Of course implementing these will require a way to work with numbers larger than wordsize; I leave that to you.
A: Recall that the $k$'th Fibonacci number, $F_k$ is given by the formula
$$
F_k = \frac{1}{\sqrt{5}}\left( \left( \frac{\sqrt{5}+1}{2} \right)^k-\left( \frac{\sqrt{5}-1}{2} \right)^k\right)
$$
Since $(\sqrt{5}-1)/2<1$ it follows that $ F_k \approx \frac{1}{\sqrt{5}}\left( \frac{\sqrt{5}+1}{2} \right)^k$ (and the error is less than 1), taking the logarithm gives
$$
\log (\sqrt{5}F_k) \approx k \log((1+\sqrt{5})/2) 
$$
i.e. 
$$
k \approx \frac{\log(\sqrt{5}F_k)}{\log((1+\sqrt{5})/2)}
$$
Plug in the number you want to test if it is Fibonacci as $F_k$, then compute $k$, round up and finally compute what $F_k$ would be and check if that was the number you had.
This can verify whether the number is Fibonacci in $\mathcal{O}(\log(k))$ time or $\mathcal{O}(\log(\log(F_k)))$ if you'd like.

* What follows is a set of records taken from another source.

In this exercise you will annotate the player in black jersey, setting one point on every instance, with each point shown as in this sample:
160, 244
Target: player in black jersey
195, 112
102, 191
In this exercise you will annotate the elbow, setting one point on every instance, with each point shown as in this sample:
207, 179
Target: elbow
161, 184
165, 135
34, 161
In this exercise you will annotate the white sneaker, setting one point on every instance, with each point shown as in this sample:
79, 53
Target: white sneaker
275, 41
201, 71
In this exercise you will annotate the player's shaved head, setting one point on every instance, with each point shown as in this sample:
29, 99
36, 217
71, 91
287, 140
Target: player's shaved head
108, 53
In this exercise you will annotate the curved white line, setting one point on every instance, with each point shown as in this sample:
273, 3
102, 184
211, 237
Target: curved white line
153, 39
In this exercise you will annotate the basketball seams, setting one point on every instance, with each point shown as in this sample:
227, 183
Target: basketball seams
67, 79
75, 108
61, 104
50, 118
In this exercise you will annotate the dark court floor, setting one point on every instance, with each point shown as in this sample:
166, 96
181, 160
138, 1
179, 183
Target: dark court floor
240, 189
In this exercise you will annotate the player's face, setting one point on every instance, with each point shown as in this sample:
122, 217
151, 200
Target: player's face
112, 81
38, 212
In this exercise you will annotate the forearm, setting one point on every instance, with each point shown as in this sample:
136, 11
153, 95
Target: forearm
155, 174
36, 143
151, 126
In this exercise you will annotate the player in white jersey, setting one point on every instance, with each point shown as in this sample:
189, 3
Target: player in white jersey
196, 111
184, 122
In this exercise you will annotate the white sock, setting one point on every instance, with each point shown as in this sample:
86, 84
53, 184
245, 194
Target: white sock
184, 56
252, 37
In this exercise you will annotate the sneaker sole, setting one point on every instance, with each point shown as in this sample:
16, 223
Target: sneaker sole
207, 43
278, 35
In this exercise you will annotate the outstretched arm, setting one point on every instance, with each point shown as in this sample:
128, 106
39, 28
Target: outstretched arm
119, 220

You can repeat all this using eigenvalues and diagonalisation using
$$F_k = \begin{pmatrix}0 & 1 \end{pmatrix} \begin{pmatrix} 1 & 1 \\ 1 & 0 \end{pmatrix}^k\begin{pmatrix}1& 0 \end{pmatrix} $$
but it is essentially the same.
A: I assume you mean this:
$$\left ( \begin{array} \\ 1 & 1\\1 & 0 \\ \end{array} \right ) ^k = \left ( \begin{array} \\ F_{k+1} & F_k\\F_k & F_{k-1} \\ \end{array} \right )$$
Here is a fast algorithm for computing powers of that matrix.  I can't vouch for it because I have not used it, but it looks OK.
A: As long as you are using a reasonably realistic model of computation, even if you know $N$ it will take $O(N)$ time just to test whether your number is equal to $F_N$!  Think about how many digits it has.